In 2000 he published an autobiography that tackled his relationship with chronic illness, Sweet and Sour: A Diabetic Life.

Corris was born in Stawell, in western Victoria, and his family moved to Melbourne when he was five.

After an education at Melbourne High School, then Melbourne and Monash universities, he entered academia but became enchanted by the idea of writing detective fiction during a trip to the US in 1970.

By 1976 he had settled in Sydney, where journalism underpinned his fledgling career as a novelist.

His final “job” was as literary editor of The National Times in 1979-80, after which he mostly wrote books.
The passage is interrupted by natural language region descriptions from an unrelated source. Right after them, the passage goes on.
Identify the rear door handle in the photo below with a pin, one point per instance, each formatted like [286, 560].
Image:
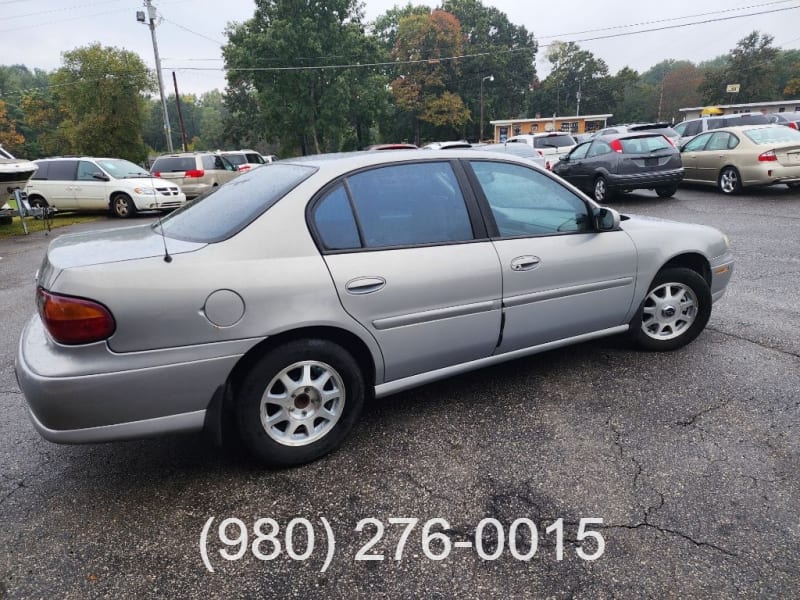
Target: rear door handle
[525, 263]
[365, 285]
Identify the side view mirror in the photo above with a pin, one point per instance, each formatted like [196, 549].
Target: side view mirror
[606, 219]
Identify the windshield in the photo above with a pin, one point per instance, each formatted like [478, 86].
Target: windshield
[121, 169]
[776, 134]
[229, 208]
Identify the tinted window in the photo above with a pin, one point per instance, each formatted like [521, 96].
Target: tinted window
[334, 221]
[697, 143]
[404, 205]
[62, 170]
[231, 207]
[41, 172]
[526, 202]
[174, 164]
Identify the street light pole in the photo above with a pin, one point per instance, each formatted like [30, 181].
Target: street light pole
[490, 78]
[151, 15]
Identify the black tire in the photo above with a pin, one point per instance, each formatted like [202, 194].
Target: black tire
[122, 206]
[674, 312]
[666, 191]
[729, 181]
[319, 425]
[601, 192]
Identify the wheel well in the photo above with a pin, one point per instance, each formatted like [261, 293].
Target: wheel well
[345, 339]
[695, 262]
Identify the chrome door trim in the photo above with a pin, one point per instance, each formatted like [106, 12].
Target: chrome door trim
[436, 314]
[571, 290]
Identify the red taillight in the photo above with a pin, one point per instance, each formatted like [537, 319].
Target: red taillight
[74, 320]
[768, 156]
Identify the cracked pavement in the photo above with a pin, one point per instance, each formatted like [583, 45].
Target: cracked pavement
[690, 458]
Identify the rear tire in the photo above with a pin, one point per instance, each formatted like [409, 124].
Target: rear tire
[298, 402]
[666, 191]
[729, 182]
[122, 206]
[674, 312]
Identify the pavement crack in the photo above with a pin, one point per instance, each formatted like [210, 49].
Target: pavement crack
[757, 343]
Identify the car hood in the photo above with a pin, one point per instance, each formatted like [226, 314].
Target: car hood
[109, 246]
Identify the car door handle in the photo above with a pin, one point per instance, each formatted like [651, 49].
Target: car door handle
[365, 285]
[525, 263]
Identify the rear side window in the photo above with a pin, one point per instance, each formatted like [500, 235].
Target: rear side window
[228, 209]
[404, 205]
[174, 164]
[62, 170]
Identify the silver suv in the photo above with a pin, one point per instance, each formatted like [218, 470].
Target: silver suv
[195, 172]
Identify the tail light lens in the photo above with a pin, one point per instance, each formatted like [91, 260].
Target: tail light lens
[768, 156]
[73, 320]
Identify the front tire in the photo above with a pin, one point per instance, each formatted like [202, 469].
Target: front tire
[729, 182]
[674, 312]
[666, 191]
[122, 206]
[298, 402]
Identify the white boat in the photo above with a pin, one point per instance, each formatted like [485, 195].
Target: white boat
[14, 173]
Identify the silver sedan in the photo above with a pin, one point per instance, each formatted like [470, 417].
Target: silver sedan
[276, 305]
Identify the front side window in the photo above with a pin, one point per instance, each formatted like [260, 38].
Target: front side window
[410, 204]
[525, 202]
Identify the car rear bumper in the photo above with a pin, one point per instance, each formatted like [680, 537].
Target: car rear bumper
[88, 393]
[646, 180]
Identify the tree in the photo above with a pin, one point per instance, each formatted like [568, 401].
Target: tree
[306, 100]
[751, 64]
[425, 45]
[99, 92]
[497, 47]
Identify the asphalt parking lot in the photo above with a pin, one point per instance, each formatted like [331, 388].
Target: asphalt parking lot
[689, 458]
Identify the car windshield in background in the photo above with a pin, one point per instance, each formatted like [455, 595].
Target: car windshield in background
[773, 135]
[231, 207]
[174, 164]
[122, 168]
[553, 141]
[639, 145]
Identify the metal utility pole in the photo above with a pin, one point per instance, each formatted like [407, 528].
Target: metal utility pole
[151, 15]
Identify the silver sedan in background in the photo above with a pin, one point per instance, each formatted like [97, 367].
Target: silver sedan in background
[274, 306]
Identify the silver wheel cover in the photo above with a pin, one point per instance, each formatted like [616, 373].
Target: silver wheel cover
[669, 311]
[302, 403]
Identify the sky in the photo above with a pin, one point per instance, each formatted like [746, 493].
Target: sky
[36, 32]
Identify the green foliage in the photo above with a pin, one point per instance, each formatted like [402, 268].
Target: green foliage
[98, 94]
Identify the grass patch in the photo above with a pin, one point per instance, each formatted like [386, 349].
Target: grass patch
[61, 219]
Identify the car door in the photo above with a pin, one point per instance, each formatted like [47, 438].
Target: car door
[715, 155]
[573, 169]
[91, 186]
[411, 263]
[561, 278]
[690, 154]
Allen and Unwin was Corris’s principal publisher. His other series, in addition to Cliff Hardy, were the Ray Crawly, Richard Browning and Luke Dunlop novels.

Despite his prolific career and popularity, Corris failed to translate his three nominations and two short-listings into a Ned Kelly Award for crime fiction.

Nonetheless he collected the Ned Kelly Award for lifetime achievement in 1999.

Corris was diagnosed with type-1 diabetes at 16 and in the past year succumbed to blindness, which forced him to stop writing.

“He loved writing. He didn’t agonise over it like some people do. He wrote quickly and was sad to stop,” Ms Gollan said.

Corris spoke to ABC Canberra in January 2017 about his final book and his failing eyesight.

“My eyesight, which has been poor for a long time, dropped suddenly and made it just too difficult, too stressful, too painful, really, to write any more,” he said.

“I can still get around and do most things … but things like writing and reading and so on have just become too difficult.”

Corris is survived by his wife, the writer Jean Bedford, daughters Sofya Gollan, Miriam Corris and Ruth Corris, and seven grandchildren.